Apotheken waren lange Zeit die erste Anlaufstelle der Menschen, wenn sie einen gesundheitlichen Rat in weniger schwerwiegenden Fällen gebraucht haben. Inzwischen läuft uns Dr. Google langsam aber sicher den Rang ab, und das ist gefährlich - vor allem für die Verbraucher. Hinter Amazon und Co. steht nämlich nur eines: ein rein wirtschaftliches Interesse. Das sind ausschließlich Verkäufer ohne heilberuflichen Auftrag. Möchte man hier ein Produkt wie CoralCare kaufen, so erfährt man eigentlich nur wo man es gerade am günstigsten bestellen kann. Ob es tatsächlich sinnvoll ist oder eher in den Bereich „Nepper, Schlepper, Bauernfänger“ gehört, das wird uns Amazon, DocMorris oder eBay nicht verraten. Gekaufte Kundenrezensionen, gefälschte Erfahrungsberichte, geschmierte Blogger. Bei Fragen zur Sinnhaftigkeit von Medikamenten oder Nahrungsergänzungsmitteln ist man im World Wide Web nicht gut aufgehoben.
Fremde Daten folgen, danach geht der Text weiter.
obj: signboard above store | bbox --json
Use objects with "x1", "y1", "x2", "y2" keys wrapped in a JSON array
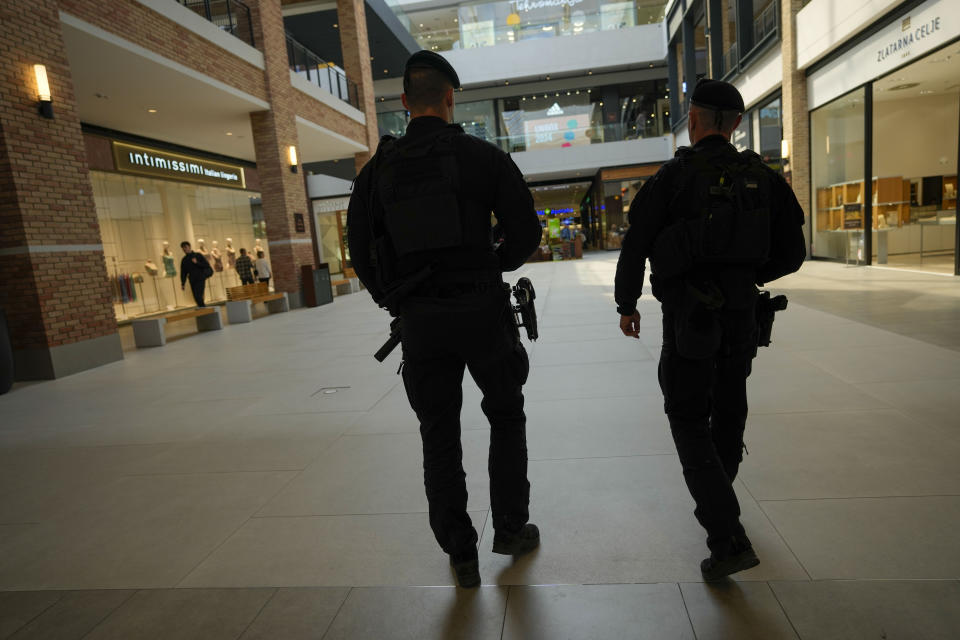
[
  {"x1": 808, "y1": 0, "x2": 959, "y2": 109},
  {"x1": 112, "y1": 141, "x2": 246, "y2": 190}
]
Apotheker haben ein Gewissen
Dem Apotheker wird zurecht vertraut - er muss genau abwägen, was er vor sich verantworten kann, und was nicht. Er hat die Pflicht, nach bestem Wissen und Gewissen aus dem großen Pool an Wirkstoffen zunächst diejenigen herauszufiltern und auszusondern, die Schäden beim Patienten verursachen können. Gemeinsam mit dem Kunden wird dann das ausgesucht, mit dem er sich am wohlsten fühlt. Ich hoffe das wird auch noch lange Zeit so bleiben und nicht irgendwann dem angeblichen Fortschritt geopfert. Der „shareholder value“ kennt nämlich keine Gewissensbisse.